OSMAN GAZİ OKTAY YAZDI: BOZKIRDA AÇAN ÇİÇEK
Bozkırda Açan Çiçek
Türkiye’nin eğitim tarihinde önemli bir yer tutan ve modeli yabancı eğitimciler tarafından diğer ülkelere önerilen, bozkırda açan çiçeğe benzetilen Köy Enstitüleri, ülkemiz aydınlanmasında önemli bir yer tutar.
Milli Eğitim Bakanı Ziya Selçuk, 17 Nisan 1940 yılında kurulan enstitülerin 80. yılında sosyal medya hesabından; ‘’Yaparak, yaşayarak güçlüklerle başa çıkmayı öğreten bir eğitim anlayışı sunan Köy Enstitüsü modeli her türlü siyasi tartışmanın dışında, ortaya koyduğu pedagojik yaklaşımla iz bırakmıştır. Kuruluşunun 80. yılında emeği geçenlere rahmet ve minnetle...’’ açıklamasını yaptı.
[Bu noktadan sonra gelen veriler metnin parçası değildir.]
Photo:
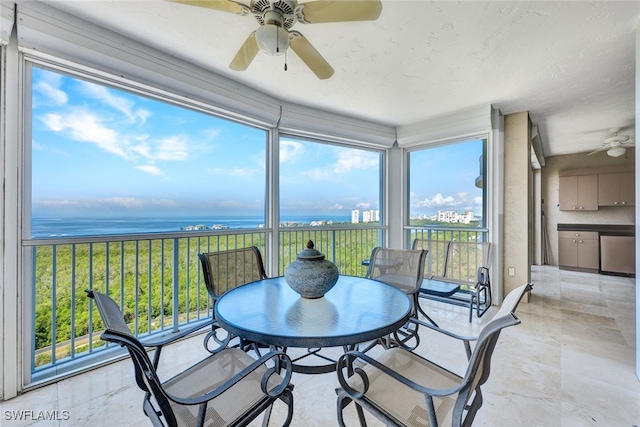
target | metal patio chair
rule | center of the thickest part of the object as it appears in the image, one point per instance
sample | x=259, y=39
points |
x=226, y=270
x=401, y=388
x=229, y=388
x=510, y=304
x=403, y=269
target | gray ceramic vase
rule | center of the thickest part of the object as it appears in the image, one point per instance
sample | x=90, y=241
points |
x=311, y=275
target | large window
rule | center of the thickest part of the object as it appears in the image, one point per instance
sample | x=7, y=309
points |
x=446, y=185
x=322, y=183
x=107, y=161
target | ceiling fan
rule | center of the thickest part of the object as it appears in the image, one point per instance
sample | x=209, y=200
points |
x=615, y=145
x=274, y=36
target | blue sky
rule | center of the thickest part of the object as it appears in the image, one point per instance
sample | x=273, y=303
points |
x=103, y=151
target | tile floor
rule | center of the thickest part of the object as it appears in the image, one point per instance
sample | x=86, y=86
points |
x=570, y=363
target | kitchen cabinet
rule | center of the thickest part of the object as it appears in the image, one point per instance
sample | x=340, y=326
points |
x=616, y=189
x=618, y=254
x=578, y=250
x=579, y=193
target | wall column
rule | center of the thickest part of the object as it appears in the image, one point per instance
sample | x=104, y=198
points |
x=517, y=206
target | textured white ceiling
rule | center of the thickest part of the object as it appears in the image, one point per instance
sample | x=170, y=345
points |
x=571, y=64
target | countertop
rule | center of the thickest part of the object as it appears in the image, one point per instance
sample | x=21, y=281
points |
x=607, y=229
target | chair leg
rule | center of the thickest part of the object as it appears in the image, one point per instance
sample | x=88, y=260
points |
x=343, y=401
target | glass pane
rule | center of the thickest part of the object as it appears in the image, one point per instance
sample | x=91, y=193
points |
x=327, y=184
x=107, y=161
x=445, y=185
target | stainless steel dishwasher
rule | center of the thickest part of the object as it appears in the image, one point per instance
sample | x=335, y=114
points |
x=617, y=254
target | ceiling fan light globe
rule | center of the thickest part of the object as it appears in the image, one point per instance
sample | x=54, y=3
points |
x=616, y=151
x=272, y=39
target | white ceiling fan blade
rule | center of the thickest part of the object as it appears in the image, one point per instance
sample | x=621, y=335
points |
x=222, y=5
x=310, y=56
x=245, y=55
x=598, y=150
x=338, y=11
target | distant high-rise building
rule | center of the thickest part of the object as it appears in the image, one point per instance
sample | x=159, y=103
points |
x=371, y=215
x=355, y=216
x=453, y=216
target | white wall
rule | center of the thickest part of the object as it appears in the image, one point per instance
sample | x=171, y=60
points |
x=637, y=158
x=550, y=196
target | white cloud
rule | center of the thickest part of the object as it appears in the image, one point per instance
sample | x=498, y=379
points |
x=87, y=127
x=170, y=148
x=355, y=159
x=290, y=151
x=55, y=203
x=120, y=103
x=126, y=202
x=150, y=169
x=439, y=201
x=51, y=92
x=237, y=172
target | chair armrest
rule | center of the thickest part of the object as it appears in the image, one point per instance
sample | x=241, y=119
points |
x=444, y=331
x=345, y=363
x=170, y=336
x=282, y=363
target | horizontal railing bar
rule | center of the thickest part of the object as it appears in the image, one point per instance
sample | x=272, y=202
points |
x=141, y=236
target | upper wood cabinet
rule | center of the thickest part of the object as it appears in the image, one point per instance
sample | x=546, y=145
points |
x=616, y=189
x=579, y=193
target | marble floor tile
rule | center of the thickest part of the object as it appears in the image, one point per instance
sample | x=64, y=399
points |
x=571, y=362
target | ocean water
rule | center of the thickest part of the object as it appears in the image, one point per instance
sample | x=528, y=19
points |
x=42, y=227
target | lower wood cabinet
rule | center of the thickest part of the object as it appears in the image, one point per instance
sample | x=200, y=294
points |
x=579, y=250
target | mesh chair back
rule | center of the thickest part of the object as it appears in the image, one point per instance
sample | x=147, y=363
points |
x=435, y=262
x=402, y=268
x=117, y=331
x=225, y=270
x=479, y=364
x=469, y=262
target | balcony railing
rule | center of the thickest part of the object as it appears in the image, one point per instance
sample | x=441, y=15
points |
x=434, y=264
x=155, y=277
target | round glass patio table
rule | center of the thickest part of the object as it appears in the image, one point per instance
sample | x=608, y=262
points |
x=354, y=311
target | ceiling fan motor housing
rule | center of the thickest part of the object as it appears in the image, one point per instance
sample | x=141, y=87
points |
x=283, y=9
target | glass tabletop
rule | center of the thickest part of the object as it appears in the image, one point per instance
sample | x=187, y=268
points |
x=355, y=310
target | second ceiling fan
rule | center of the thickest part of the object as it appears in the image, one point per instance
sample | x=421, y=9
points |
x=274, y=36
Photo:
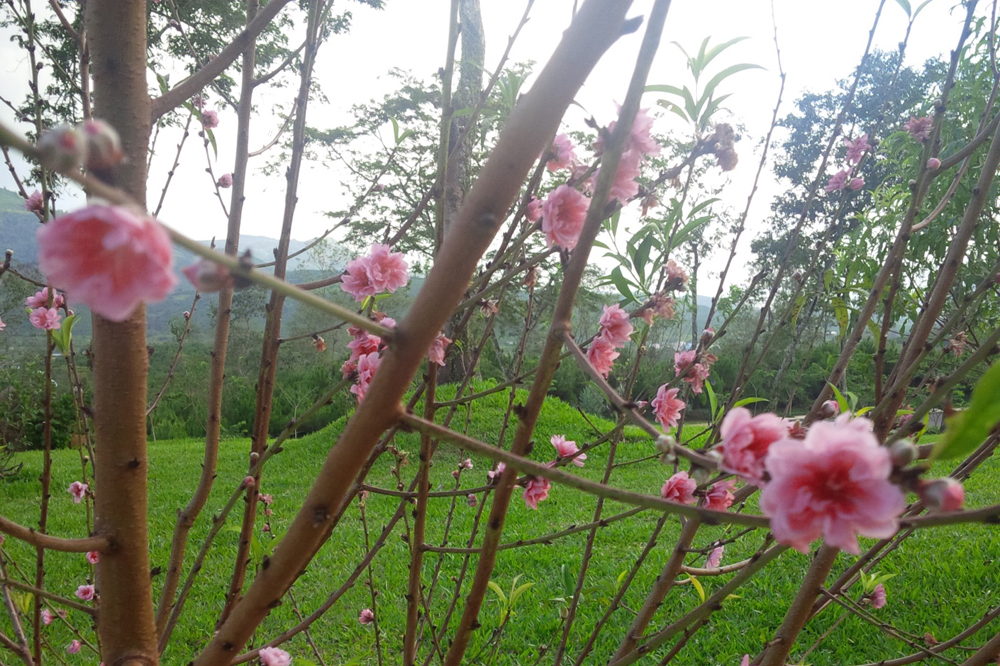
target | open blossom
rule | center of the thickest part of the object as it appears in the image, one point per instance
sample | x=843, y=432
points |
x=46, y=319
x=567, y=449
x=679, y=488
x=878, y=596
x=562, y=153
x=34, y=203
x=838, y=181
x=437, y=350
x=719, y=496
x=109, y=258
x=210, y=119
x=834, y=484
x=536, y=491
x=676, y=276
x=367, y=365
x=667, y=407
x=40, y=299
x=602, y=355
x=534, y=212
x=78, y=491
x=563, y=213
x=274, y=657
x=856, y=148
x=745, y=441
x=615, y=325
x=919, y=128
x=382, y=270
Türkiye’de bilimsel, bağımsızlıkçı, halkçı ve aydınlanmacı eğitim veren enstitüler, okuma olanağı olamayan köy çocuklarına okuma fırsatı sundu.
Varlığını sürdürdüğü 6 yıl içerisinde ülkenin yazar, çizer, sanatçı ve aydının yetiştirdi. Bakanın yaptığı açıklamayı takdirle karşılamak gerekirken; Memur Sen Konfederasyonu ve Eğitim Bir Sen Sendikası Genel Başkanı Ali Yalçın, ‘’Üstad Necip Fazıl’ın’’Anadolu çocuğunun ruh mezbahasıdır.’’ diye nitelediği, amacın; ‘komünist anlayışın kurulması için girişilen bir hareket’ olduğunu kaydettiği Köy Enstitülerini göklere çıkarmak, methiyeler dizmek ve aşırı minnet duymak gibi bir ezikliğimiz olmadı/olmayacak.’’ açıklamasını, sanki Selçuk’a yanıt gibi sosyal medya hesabından paylaştı.
Mukaddesatçı sağ kanat içinde önemli bir yeri olan Necip Fazıl ile, Ziya Selçuk için bir tepki örgütleme, onu gözden düşürme ve kamuoyu yaratma gayreti gözlemlendi.
Ali Yalçın, sözüm ona sendikacı. Sendikacılığı eğitim emekçilerinin sorunlarını çözüm bulmak ve özlük haklarını korumak, ülke ve halkın çıkarları için mücadele etmek olarak değil de kendinizi bir yerlere taşımak, sırtınızı iktidara dayayarak sendikacılık yapmak olarak algılarsanız, sizden farklı tutum beklemek olası değildir.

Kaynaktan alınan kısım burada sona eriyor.